Many cities throughout the country are fortunate by design and elections to have outstanding leadership in local government. Unfortunately, Naperville, Illinois is not one of those cities. It has been in the past, and it may be in the future, but currently Naperville is experiencing a huge void in effective management and pro-citizen leadership. The Naperville city council is composed of nine members including a mayor. Three of those members for the most part represent their constituency in an effective manner, three are mediocre, and three are clueless with regard to the progress of the city. Hence two-thirds of the council are steering the city in the wrong direction. What makes this far more concerning is that Naperville has a council-manager style of government. Since its inception, it has become the most popular form of government in the United States. However ‘big’ and ‘popular’ are not synonymous with successful, efficient or valuable.
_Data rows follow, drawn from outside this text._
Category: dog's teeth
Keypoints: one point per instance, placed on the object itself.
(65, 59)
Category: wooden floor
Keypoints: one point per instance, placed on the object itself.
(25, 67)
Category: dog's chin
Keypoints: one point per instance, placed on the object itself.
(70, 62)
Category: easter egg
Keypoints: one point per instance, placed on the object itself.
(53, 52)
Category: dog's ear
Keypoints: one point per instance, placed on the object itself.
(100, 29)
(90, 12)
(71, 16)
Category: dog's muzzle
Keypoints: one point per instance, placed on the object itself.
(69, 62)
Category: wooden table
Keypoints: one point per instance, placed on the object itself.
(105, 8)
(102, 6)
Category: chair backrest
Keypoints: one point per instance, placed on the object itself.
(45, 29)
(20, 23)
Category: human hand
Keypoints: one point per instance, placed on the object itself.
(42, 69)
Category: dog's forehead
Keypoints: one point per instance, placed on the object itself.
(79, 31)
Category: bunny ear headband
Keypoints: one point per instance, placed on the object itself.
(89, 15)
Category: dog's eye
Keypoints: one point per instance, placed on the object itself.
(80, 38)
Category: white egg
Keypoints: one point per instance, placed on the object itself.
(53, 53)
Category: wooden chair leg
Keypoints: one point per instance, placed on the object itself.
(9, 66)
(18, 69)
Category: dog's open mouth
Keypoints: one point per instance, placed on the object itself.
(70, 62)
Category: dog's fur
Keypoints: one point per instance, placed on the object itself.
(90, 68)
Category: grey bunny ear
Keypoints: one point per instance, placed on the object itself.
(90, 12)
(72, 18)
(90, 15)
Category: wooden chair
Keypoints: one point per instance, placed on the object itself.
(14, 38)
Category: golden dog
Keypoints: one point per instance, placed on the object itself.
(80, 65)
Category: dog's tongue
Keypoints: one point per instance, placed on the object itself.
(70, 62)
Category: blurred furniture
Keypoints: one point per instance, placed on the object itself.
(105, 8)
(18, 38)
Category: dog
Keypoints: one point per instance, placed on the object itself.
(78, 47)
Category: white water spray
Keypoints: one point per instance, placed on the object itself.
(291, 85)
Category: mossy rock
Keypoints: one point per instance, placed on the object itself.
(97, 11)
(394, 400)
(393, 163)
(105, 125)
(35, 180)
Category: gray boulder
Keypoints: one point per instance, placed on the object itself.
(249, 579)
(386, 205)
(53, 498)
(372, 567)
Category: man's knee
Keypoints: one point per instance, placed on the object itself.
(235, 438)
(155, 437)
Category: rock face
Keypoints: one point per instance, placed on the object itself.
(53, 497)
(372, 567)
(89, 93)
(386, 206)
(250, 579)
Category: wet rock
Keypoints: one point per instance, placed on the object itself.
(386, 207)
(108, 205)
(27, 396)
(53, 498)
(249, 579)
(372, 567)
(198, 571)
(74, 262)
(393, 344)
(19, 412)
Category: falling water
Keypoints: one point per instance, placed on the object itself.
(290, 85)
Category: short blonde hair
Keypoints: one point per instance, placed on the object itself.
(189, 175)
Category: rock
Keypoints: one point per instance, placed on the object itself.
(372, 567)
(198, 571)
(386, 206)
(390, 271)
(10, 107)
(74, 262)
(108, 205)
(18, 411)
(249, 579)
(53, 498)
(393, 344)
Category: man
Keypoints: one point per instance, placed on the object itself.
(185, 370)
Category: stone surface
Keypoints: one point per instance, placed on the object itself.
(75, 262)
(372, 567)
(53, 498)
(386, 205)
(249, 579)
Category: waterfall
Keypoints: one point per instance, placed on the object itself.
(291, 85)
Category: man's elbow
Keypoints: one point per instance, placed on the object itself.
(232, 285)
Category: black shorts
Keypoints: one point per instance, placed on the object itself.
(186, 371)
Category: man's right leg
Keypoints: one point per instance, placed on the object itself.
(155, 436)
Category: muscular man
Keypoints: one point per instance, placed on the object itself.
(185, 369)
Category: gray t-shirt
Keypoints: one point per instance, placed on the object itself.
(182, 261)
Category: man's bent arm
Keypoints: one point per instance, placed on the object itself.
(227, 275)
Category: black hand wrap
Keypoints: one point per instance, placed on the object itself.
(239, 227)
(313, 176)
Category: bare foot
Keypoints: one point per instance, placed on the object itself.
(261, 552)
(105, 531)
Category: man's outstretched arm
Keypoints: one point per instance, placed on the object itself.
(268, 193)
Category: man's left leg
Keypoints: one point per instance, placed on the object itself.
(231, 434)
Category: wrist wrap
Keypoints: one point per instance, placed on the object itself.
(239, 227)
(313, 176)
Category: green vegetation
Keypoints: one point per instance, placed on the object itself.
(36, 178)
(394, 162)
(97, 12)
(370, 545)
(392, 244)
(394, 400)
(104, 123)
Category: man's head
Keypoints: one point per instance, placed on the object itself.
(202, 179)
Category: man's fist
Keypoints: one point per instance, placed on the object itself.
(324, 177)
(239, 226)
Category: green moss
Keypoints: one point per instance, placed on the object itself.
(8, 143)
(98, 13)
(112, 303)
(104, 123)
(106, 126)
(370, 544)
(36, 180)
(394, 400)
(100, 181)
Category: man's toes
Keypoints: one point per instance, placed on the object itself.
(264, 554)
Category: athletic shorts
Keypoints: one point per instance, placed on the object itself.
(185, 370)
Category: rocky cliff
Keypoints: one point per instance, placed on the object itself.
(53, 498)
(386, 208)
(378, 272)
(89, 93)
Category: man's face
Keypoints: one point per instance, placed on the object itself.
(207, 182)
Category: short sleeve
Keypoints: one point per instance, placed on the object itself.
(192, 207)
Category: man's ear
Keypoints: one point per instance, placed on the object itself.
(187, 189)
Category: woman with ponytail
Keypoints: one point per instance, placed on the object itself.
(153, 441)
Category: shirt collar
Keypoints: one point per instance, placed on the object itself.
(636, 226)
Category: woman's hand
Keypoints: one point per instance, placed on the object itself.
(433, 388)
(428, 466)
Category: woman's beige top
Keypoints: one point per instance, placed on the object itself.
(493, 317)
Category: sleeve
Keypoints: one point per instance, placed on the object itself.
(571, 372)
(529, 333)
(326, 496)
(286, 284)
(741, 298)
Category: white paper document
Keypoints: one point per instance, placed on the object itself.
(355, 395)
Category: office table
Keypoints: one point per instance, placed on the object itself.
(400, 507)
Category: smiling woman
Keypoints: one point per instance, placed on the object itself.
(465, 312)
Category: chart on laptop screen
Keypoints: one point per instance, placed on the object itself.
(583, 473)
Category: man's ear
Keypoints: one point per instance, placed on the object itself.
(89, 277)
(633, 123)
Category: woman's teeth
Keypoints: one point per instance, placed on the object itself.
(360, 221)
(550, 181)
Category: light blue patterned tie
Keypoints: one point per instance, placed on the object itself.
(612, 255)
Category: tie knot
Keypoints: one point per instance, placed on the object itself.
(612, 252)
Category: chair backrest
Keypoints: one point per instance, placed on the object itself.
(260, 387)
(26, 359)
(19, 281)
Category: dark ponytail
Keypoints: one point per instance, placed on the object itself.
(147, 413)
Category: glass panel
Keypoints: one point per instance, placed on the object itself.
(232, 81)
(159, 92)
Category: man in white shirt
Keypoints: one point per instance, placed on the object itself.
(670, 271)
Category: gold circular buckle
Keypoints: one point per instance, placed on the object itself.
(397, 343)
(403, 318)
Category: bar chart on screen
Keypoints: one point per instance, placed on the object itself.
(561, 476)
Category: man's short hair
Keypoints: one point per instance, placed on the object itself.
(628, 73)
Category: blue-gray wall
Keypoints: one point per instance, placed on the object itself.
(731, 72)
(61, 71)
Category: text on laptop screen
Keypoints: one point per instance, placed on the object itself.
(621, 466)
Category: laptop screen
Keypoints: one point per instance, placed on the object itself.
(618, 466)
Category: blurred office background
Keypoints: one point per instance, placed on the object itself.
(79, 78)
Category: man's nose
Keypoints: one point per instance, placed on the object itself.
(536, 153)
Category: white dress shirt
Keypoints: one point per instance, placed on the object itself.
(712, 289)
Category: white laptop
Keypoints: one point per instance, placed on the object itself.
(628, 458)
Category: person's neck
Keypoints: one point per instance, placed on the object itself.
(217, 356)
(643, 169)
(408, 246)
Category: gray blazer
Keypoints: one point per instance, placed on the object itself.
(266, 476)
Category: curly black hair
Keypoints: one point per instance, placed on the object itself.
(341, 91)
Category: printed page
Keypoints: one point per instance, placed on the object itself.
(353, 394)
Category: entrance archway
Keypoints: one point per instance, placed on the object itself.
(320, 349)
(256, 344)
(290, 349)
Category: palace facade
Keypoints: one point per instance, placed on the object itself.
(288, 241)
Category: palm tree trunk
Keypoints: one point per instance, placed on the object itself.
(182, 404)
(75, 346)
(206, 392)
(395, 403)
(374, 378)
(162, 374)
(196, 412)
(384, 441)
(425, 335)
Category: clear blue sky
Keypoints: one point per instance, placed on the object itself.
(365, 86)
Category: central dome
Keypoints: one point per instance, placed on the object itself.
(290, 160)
According to the International City/Council Management Association (ICMA)
The council-manager plan is the system of local government that combines the strong political leadership of elected officials in the form of a council or other governing body, with the strong managerial experience of an appointed local government manager. The plan establishes a representative system where all power is concentrated in the elected council as a whole and where the council hires a professionally trained manager to oversee the delivery of public services.
By definition, this form of government does not suit the city of Naperville, or maybe more appropriately the current group of elected officials does not suit this type of government. Again, by definition, this form of government requires ‘strong political leadership’ with ‘strong managerial experience’.
What the city of Naperville needs is a city manager that gets the job done, and the job is to ‘oversee the delivery of public services’ and make the city a better place to live for its citizens, while spending and saving money wisely.
The Catch-22 here is that the Naperville city council approves the hiring of a city manager (Doug Krieger) who then is accountable to the city council and not the citizens. If the city council is weak, then a city manager has carte blanche to do as he sees fit with no consequences. Considering the Naperville city council is two-thirds ineffective, that places the citizens of Naperville in a precarious position.
Since Naperville government lacks the leadership necessary to become a first-class city, what are the citizens of Naperville to do?
Well they could:
• vote the rascals out of office, but this could take years to replace six of nine city council members
• replace the city manager, but only the city council can do that
• change its form of government to a ‘strong mayor’ style
Or just maybe the city manager of Naperville could be like the city manager of Keller City, Texas (Dan O’Leary). Keller City is in many ways similar to Naperville in demographics, which we will cover in a future posting. He felt he was not needed, and laid himself off. He said the city has two assistant city managers and a third one (himself) is not necessary. That is the epitome of strong leadership. By doing so, he saved the city of Keller $176,000 (his annual salary) not counting benefits. Doug Krieger could not only be a hero, he could save our city many dollars in salary alone, and isn’t that part of the job of a city manager; saving money for the citizens.